All constants taken from const_config.py and const_hadoop.py.


TO DO:

OVER_SLURM: explain better, and check assumptions.
Remove INTERNAL_LOG_MAPPER and INTERNAL_LOG_REDUCER.
Remove FFTS_PER_CHUNK,MIN_MAPPER_CHUNK and MAX_MAPPER_CHUNK.
Check that SINGLE_PRECISION is followed in mapper and reducer.
lib_config.get_list_configuration_files(config_file)[source]

Get list of Hadoop configuration files.

config_file : str
Path to CorrelX configuration file.
list_configurations : list
List of sections from configuration file associated to lists in “pairs_config” below.
pairs_config : list
List of pairs [[param0,value0],[param1,value1]...]...,[[...]...,[...]]] to update
Hadoop config files later.
lib_config.get_log_file(config_file, suffix='', output_log_folder='e')[source]

Get logging files.

config_file : str
path to CorrelX configuration file.
suffix : str
suffix (with timestamp) to be added to log filename.
output_log_folder : str
suffix to be added to log file path.
file_log : handler to file
handler to log file.
temp_log : str
path to temporary (buffer) file for system calls.
lib_config.get_nodes_file(config_file)[source]

Get name of file with list of nodes (from config file).

config_file : str
path to CorrelX configuration file.
file_read_nodes : str
path to hosts file.
lib_config.is_this_node_master(master, temp_log, v=0, file_log=<_io.TextIOWrapper name='<stdout>' mode='w' encoding='UTF-8'>)[source]

Devised in case the script was run in parallel at many nodes. Currenlty simply used to enforce that only one node is running as master.

master : str
master node name.
temp_log : str
path to temporary file for system calls (buffer).
v : int
verbose if 1.
file_log : file handler
handler for log file.
this_is_master : int
1 if current node is the master, 0 otherwise.
my_name : str
current node name.
my_ip : str
current node IP address.

TO DO:

Simplify this.
lib_config.override_configuration_parameters(forced_configuration_string, config_file, v=1, file_log=<_io.TextIOWrapper name='<stdout>' mode='w' encoding='UTF-8'>)[source]

This function takes as input the string with the parameters to the main script and overrides the corresponding parameters in the configuration files. This is to simplify batch testing.
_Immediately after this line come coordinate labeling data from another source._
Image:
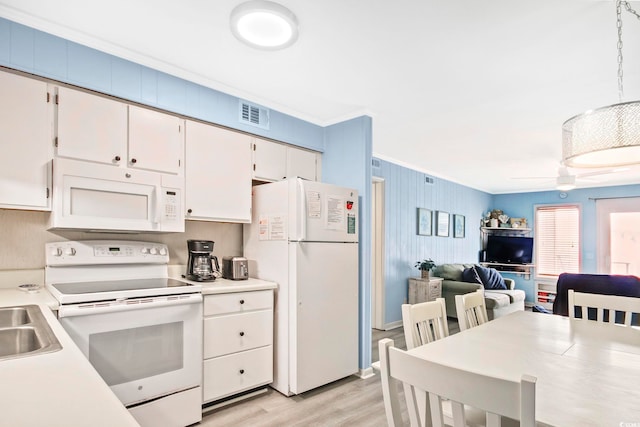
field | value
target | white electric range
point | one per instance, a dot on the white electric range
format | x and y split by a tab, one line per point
141	330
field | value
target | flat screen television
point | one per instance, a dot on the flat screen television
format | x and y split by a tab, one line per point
509	249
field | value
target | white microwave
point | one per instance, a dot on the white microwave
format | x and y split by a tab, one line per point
95	197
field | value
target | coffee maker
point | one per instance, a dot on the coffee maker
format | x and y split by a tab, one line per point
200	267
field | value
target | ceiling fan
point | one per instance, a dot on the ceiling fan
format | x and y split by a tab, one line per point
565	180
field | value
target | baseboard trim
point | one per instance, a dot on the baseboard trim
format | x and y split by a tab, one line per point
393	325
365	373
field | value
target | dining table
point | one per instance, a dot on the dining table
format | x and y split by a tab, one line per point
588	373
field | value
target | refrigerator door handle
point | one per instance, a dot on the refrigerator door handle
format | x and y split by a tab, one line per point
301	231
forced_configuration_string : str
Comma separated list of parameter0=value0,parameter1=value1,...
config_file : str
Path to CorrelX configuration file.
v : int
Verbose if 1.
file_log : file handler
Handler for log file.
N/A

Assumptions:

Assuming that C_H_MAPRED_RED_OPTS is higher than C_H_MAPRED_MAP_OPTS, so the first value is
taken for C_H_MAPRED_CHILD_OPTS.


Notes:

For new parameters in configh.conf:
(1) Add constants for CLI in const_config.py.
(2) Check/add constants for hadoop configuration files in const_hadoop.py (if applicable).
(3) Add parameter reading in get_configuration().
(4) Add option in if-structure below.
lib_config.overwrite_nodes_file(nodes_list, nodes_file, v=0, file_log=<_io.TextIOWrapper name='<stdout>' mode='w' encoding='UTF-8'>)[source]

Overwrite nodes file (in case less nodes are requested than are available).

nodes_list : list of str
names of the nodes in the allocation.
nodes_file : str
path to nodes file.
v : int
verbose if 1.
file_log : file handler
handler for log file.
lib_config.reduce_list_nodes(num_slaves, nodes_list, v=1, file_log=<_io.TextIOWrapper name='<stdout>' mode='w' encoding='UTF-8'>)[source]

Reduce list of nodes given a maximum number of nodes.

num_slaves : int
maximum number of slaves (-1 for no maximum).
nodes_list : list of str
names of nodes.
num_slaves: number of nodes in updated list. nodes_list: updated nodes_list.
lib_config.update_config_param(source_file, pairs, v=0, file_log=<_io.TextIOWrapper name='<stdout>' mode='w' encoding='UTF-8'>)[source]
Updates a list of pairs [parameter,value] in a configuration file. Should be valid to any .ini file, but this is
used to override the configuration on the CorrelX configuration file.
source_file : str
configuration file (.ini).
pairs : list
list of [parameter,value].
v : int
verbose if 1.
file_log : file handler
handler for log file.
N/A

TO DO:

Currently parameters that are not found are not added, this should be reported.